Come vi abbiamo già accennato, scaricare il software base di Capcom Arcade Stadium è gratuito per chiunque e include lo shooter a scorrimento verticale “1943“. Senza essere costretti a scaricare l’intera collection, i giocatori possono aggiungere a piacimento tre pacchetti da 10 giochi dal costo di 14,99 € euro ciascuno, o scegliere di acquistarli in blocco a 39,99 euro. Questi sono i titoli di ciascun pacchetto: L’alba degli Arcade (’84-’88): Vulgus, Pirate Ship Higemaru, 1942, Commando, Section Z, Tatakai no Banka, Legendary Wings, Bionic, Commando, Forgotten Worlds, Ghouls ‘n Ghosts. La rivoluzione degli Arcade (’89-’92): Strider, Dynasty Wars, Final Fight, 1941: Counter Attack, Senjo no Okami II, Mega Twins, Carrier Air Wing, Street Fighter II: The World Warrior, Captain Commando, Varth: Operation Thunderstorm.
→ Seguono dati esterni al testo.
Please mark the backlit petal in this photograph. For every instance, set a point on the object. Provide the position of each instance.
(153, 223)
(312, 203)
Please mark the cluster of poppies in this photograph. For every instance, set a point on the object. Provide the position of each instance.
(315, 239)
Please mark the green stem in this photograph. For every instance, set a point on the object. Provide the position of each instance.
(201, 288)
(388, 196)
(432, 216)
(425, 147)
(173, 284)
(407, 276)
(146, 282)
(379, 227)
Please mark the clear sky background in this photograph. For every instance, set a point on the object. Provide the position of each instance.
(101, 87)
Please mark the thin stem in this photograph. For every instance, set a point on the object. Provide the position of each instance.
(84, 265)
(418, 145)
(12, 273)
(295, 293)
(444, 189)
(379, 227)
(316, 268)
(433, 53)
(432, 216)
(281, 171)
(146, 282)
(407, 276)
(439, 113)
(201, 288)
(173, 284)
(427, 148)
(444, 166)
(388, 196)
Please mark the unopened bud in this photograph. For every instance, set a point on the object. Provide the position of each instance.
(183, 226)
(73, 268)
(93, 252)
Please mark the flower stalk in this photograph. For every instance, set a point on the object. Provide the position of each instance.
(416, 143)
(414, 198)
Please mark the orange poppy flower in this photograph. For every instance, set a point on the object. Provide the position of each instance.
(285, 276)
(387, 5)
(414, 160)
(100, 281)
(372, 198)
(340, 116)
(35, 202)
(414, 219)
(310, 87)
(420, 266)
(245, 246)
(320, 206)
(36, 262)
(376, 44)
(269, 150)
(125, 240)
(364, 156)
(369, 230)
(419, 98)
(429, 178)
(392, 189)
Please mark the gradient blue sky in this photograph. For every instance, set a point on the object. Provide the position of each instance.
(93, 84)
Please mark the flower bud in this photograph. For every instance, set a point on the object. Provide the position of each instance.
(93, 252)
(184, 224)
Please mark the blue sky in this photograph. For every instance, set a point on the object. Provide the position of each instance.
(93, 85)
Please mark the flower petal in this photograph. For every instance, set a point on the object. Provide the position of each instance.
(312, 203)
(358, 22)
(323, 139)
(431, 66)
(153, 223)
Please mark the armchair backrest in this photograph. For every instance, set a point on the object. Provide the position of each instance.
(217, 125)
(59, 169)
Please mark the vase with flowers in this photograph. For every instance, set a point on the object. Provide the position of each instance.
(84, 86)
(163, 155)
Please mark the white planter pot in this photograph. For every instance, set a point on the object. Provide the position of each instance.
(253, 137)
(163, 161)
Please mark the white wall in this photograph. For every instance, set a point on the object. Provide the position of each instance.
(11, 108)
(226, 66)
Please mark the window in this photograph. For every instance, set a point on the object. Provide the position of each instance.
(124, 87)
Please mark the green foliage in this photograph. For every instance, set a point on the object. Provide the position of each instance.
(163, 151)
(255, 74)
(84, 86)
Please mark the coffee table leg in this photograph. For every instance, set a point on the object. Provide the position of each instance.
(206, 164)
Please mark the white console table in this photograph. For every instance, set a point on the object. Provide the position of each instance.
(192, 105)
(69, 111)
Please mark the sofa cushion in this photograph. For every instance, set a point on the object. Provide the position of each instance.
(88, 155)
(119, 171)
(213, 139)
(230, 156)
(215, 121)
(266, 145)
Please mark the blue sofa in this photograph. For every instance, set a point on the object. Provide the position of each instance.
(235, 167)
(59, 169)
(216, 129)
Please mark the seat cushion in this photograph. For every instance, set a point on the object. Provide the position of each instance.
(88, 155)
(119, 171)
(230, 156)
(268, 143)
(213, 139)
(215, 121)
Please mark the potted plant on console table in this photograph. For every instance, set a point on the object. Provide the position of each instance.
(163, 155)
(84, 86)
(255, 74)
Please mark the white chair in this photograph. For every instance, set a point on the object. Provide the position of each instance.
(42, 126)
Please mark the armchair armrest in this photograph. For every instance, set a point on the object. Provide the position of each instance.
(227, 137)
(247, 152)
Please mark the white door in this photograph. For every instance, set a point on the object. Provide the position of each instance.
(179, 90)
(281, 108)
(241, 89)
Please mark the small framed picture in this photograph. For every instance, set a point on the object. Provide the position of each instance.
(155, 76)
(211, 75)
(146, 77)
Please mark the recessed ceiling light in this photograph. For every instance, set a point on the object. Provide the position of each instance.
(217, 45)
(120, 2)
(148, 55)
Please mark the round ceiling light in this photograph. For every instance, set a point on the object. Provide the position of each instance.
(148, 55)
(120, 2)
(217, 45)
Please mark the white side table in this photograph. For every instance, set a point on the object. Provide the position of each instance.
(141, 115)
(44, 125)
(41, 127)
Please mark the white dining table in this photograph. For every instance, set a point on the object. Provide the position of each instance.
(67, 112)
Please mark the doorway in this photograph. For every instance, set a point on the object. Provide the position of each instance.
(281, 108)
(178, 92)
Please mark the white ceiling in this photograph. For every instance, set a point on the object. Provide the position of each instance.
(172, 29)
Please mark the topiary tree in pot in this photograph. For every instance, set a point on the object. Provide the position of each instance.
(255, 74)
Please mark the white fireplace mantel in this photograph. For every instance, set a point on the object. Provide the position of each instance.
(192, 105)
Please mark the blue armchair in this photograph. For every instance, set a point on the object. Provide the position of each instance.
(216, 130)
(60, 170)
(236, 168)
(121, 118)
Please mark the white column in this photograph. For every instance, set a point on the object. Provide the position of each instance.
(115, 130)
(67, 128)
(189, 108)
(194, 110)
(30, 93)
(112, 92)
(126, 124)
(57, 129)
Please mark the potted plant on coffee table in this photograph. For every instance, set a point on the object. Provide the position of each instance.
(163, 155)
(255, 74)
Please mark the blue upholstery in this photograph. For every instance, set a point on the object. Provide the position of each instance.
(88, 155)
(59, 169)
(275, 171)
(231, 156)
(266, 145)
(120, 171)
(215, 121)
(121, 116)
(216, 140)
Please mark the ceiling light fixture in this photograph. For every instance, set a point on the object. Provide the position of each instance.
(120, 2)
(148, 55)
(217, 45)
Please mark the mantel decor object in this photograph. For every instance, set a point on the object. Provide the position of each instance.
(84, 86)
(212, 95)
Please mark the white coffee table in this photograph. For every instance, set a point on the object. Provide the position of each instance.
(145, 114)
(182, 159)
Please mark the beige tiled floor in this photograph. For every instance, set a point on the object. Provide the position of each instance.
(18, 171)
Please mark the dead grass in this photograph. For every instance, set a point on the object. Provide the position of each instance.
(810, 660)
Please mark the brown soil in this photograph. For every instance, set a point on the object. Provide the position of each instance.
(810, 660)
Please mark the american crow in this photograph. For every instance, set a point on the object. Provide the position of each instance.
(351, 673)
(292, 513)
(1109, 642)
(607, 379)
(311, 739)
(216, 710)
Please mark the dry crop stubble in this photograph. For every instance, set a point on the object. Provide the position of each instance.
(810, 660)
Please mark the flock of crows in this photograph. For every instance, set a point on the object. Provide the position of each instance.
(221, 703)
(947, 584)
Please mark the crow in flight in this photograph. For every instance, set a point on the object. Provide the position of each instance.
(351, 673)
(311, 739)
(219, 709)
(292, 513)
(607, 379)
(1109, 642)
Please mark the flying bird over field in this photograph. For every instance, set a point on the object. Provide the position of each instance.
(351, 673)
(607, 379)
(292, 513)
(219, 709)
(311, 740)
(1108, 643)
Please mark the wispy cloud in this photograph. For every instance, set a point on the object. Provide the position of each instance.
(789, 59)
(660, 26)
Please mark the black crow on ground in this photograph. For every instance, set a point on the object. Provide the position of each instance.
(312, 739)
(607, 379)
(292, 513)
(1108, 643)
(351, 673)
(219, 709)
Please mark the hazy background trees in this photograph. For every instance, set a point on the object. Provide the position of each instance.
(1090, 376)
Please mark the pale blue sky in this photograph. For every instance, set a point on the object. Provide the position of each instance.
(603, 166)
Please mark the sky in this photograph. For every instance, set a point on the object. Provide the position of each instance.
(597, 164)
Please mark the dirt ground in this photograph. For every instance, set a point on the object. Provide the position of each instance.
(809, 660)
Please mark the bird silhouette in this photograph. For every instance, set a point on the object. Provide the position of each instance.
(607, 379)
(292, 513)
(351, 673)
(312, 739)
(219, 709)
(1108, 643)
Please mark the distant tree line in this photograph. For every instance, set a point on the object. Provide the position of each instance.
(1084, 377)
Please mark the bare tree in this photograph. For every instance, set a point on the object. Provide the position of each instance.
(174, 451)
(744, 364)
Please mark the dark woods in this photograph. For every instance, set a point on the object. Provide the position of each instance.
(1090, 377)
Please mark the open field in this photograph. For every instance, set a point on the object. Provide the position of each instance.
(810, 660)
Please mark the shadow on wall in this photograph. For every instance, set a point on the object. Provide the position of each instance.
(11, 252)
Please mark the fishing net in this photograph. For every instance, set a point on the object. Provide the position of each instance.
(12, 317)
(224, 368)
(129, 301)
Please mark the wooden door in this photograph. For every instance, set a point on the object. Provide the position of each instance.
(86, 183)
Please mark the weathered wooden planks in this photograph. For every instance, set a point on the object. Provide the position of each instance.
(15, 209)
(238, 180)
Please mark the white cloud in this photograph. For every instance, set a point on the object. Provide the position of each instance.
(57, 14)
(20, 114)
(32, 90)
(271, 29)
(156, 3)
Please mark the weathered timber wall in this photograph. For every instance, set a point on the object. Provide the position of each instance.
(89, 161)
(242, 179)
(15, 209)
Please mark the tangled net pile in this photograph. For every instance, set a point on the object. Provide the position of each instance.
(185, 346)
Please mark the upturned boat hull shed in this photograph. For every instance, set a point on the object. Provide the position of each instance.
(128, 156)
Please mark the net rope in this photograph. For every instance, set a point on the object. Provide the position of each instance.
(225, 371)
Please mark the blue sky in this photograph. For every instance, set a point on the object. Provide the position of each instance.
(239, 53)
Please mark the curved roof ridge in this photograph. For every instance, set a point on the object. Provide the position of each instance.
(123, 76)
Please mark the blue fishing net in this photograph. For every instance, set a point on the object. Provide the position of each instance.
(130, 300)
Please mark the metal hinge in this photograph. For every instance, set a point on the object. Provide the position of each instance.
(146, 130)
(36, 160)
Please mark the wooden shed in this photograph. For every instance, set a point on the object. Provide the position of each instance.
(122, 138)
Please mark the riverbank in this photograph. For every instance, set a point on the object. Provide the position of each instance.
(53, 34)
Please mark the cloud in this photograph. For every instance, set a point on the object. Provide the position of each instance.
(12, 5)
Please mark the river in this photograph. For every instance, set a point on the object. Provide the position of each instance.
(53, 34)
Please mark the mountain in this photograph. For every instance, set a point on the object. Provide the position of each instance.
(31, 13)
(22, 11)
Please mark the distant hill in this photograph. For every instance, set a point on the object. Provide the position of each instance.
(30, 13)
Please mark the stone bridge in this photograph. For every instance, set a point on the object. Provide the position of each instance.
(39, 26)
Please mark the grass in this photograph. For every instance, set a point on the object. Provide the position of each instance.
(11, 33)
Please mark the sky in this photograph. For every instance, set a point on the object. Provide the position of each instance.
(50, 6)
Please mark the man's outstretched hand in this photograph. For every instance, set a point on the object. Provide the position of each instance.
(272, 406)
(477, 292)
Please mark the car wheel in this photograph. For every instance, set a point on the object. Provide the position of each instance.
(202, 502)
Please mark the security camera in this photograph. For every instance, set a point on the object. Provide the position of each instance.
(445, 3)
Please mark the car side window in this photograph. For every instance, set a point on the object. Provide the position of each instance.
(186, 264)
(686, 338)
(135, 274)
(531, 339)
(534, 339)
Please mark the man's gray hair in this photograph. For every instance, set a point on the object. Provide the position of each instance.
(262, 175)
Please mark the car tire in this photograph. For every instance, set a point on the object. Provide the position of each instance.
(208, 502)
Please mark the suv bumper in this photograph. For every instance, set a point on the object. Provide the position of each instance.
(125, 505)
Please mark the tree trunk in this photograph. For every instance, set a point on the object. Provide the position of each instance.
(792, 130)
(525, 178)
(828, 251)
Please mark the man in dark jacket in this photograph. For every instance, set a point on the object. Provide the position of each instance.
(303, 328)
L’evoluzione degli Arcade (’92-’01): Warriors of Fate, Street Fighter II: Hyper Fighting, Super Street Fighter II Turbo, Powered Gear: Strategic Variant Armor Equipment, Cyberbots: Fullmetal Madness, 19XX: The War Against Destiny, Battle Circuit, Giga Wing, 1944 The Loop Master, Progear. Aggiungendo Ghosts ‘n Goblins, venduto separatamente, si arriva a 32 titoli. Molte assenze importanti sono dovute a motivi di copyright, ad esempio i Dungeons & Dragons, Marvel Vs Capcom, The Punisher, Cadillacs and Dinosaurs, Alien Vs Predator ecc. A parte questi, spiace notare la mancanza di diversi altri giochi che avrebbero fatto un figurone in questa raccolta, come Darkstalkers, The King of Dragons, Super Puzzle Fighter II Turbo, Red Earth… Questo a fronte di ben tre versioni di Street Fighter II e al fatto che in questa selezione ci sono ben cinque titoli dei sette già presenti in Capcom Beat ‘Em Up Bundle. Il che non avrebbe costituito un problema se ci fosse stata la possibilità di acquistare i giochi singolarmente, anche se la formula a pacchetti è comunque un passo avanti rispetto al passato. In generale c’è da dire che la qualità e la varietà dei titoli presenti è sicuramente apprezzabile, così come l’inclusione di perle meno conosciute come Cyberbots: Full Metal Madness e Powered Gear (Armored Warriors). L’effettiva presa dei giochi dipenderà ovviamente dai gusti di ciascun giocatore.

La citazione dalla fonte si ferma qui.